Personalumbau bei der Deutschen Telekom

KONZERN
23.11.2009

Zehn bis 20 Prozent der Techniker betroffen

Der Vorstand der Deutschen Telekom (DT) plant neue Einschnitte bei der Belegschaft. "Der Personalumbau im Unternehmen muss weitergehen", sagte DT-Chef Rene Obermann dem "Handelsblatt" (Montag). "In Bereichen, wo die Automation durch die Internet-Technologie immer größer wird, fallen Arbeitsplätze weg, in anderen Bereichen stellen wir neu ein." Das trage der Sozialpartner auch mit.

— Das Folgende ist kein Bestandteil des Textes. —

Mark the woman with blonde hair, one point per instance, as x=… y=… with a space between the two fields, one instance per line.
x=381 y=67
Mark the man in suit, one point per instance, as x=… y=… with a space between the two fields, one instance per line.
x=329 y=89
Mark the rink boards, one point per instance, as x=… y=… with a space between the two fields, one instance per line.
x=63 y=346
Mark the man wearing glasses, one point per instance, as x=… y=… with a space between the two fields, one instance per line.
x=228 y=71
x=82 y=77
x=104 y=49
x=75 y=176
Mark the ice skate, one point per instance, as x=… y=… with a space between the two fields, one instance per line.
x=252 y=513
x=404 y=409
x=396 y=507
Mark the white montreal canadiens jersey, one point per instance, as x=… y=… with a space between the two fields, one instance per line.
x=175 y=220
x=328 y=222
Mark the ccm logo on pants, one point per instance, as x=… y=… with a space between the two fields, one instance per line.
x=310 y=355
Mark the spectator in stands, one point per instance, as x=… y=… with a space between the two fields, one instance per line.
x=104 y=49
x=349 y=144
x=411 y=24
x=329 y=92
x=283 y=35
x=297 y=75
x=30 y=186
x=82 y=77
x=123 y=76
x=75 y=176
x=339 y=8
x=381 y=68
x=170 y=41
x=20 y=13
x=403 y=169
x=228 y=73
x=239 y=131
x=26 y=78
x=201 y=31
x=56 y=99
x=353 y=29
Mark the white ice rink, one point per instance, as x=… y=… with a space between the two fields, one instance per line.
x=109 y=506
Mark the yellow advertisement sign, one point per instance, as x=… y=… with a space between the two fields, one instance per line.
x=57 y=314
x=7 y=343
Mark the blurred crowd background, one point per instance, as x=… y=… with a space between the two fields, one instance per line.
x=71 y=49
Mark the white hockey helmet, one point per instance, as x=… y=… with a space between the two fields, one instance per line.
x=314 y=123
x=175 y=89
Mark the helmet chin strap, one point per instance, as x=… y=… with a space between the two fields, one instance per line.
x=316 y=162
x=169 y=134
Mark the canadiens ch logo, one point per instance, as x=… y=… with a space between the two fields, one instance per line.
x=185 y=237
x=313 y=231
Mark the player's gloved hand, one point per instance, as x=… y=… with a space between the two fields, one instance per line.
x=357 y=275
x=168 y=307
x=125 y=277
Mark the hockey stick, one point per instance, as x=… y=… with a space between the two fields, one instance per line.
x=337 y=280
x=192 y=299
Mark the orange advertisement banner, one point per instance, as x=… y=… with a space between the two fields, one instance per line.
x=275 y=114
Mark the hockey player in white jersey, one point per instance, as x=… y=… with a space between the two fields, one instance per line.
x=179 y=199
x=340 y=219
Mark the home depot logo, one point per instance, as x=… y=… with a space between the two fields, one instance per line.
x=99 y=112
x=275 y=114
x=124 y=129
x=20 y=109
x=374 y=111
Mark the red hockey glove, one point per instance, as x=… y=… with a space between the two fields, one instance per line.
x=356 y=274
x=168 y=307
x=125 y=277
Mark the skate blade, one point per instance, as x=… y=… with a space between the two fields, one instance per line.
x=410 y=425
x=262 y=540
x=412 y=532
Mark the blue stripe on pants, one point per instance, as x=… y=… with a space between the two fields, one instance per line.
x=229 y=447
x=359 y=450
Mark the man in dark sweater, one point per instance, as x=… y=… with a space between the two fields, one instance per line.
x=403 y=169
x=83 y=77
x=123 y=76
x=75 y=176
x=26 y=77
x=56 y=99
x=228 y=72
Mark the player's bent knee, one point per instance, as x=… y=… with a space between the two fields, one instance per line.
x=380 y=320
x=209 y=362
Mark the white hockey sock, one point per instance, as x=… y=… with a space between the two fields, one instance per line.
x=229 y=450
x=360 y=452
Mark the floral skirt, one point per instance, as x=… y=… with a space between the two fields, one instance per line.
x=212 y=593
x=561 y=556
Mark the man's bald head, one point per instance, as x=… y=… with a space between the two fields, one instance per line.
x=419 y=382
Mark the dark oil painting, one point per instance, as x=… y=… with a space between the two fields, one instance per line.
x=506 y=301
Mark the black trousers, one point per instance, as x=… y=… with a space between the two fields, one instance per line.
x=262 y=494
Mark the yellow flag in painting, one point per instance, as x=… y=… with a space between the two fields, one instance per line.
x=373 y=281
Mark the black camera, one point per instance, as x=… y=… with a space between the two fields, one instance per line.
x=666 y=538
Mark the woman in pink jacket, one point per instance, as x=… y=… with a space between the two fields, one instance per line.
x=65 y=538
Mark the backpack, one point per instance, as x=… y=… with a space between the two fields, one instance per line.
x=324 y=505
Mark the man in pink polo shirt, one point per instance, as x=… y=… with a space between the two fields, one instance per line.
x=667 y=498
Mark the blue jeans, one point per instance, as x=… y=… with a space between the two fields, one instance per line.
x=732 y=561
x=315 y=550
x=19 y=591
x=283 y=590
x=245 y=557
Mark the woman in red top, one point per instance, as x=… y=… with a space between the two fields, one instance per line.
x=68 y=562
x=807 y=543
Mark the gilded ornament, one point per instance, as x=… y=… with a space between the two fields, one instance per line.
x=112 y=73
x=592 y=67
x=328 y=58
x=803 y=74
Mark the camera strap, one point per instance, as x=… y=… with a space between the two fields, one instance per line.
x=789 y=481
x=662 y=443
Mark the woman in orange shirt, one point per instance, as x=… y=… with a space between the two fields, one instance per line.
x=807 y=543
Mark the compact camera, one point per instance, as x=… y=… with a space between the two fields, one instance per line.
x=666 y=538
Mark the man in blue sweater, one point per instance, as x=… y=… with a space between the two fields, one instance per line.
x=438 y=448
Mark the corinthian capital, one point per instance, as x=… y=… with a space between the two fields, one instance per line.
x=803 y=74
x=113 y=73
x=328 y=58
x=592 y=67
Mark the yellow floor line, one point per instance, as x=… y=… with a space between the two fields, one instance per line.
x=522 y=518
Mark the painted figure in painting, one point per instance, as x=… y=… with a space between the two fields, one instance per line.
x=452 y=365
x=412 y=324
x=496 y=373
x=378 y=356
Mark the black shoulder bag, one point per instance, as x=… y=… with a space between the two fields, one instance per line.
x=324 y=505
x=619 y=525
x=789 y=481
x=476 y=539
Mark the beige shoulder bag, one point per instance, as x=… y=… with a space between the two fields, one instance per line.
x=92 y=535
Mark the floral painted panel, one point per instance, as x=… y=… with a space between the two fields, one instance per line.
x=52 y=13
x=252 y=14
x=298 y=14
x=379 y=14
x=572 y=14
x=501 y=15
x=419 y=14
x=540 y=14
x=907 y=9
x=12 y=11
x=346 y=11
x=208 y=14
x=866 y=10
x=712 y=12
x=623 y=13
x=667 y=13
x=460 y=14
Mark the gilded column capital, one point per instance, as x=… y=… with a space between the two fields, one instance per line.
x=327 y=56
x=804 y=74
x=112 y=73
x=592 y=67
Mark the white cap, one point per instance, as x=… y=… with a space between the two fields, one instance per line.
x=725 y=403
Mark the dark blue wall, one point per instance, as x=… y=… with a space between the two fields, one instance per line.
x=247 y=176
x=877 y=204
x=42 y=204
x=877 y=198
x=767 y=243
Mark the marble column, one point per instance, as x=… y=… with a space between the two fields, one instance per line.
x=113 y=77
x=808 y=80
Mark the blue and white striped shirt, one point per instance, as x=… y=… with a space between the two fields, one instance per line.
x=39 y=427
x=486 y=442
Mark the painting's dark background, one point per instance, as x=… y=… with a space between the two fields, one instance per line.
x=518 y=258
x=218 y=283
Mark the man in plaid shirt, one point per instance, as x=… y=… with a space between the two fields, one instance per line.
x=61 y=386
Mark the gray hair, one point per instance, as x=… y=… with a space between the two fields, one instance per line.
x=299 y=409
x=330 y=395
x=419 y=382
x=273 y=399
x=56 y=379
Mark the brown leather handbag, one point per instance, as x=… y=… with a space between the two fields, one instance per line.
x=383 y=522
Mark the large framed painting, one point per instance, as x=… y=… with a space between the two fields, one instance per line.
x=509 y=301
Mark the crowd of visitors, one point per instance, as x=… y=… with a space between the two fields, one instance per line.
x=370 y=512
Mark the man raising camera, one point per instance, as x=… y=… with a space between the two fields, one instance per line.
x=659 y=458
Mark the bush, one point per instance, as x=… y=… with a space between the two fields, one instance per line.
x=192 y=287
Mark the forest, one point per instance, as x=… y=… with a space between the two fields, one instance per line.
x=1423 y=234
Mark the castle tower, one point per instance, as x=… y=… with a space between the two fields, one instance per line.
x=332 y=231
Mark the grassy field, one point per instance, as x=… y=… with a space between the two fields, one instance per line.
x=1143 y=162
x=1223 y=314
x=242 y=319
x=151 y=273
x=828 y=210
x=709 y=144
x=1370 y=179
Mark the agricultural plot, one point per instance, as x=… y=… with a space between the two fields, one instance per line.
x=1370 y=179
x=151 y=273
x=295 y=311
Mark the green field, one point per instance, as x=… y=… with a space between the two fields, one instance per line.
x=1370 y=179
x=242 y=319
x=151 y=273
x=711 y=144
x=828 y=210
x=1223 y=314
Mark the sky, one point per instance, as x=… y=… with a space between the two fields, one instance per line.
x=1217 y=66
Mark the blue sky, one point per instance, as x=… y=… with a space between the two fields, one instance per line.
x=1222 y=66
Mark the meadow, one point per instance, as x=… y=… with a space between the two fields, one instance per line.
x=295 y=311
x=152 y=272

Im Februar will die DT ihre neuen Sparziele vorstellen. In der Vergangenheit hat der ehemalige Staatskonzern im Schnitt 10.000 Arbeitsplätze jährlich abgebaut. Lothar Schröder, ver.di-Bundesvorstand und stellvertretender DT-Aufsichtsratschef, sagte dem "Handelsblatt", die entscheidende Sitzung zum Personalabbau habe noch nicht stattgefunden. "Es sieht aber so aus, als würden wir uns verständigen. Die Telekom will offenbar nur Leute gehen lassen, die das selbst auch wollen."

Zehn bis 20 Prozent der Techniker überflüsssig

Von den neuen Plänen dürften vor allem Techniker betroffen sein. Die DT entwickelt wie andere Telekomunternehmen ein auf Internet-Technologie basierendes Netz der "nächsten Generation", bei dem zum Beispiel Störungen von Computern in einer Zentrale beseitigt werden können. Studien gehen dem "Handelsblatt" zufolge davon aus, dass dadurch zehn bis 20 Prozent der Techniker überflüssig werden. In Deutschland beschäftigt der Konzern insgesamt 130.000 Menschen.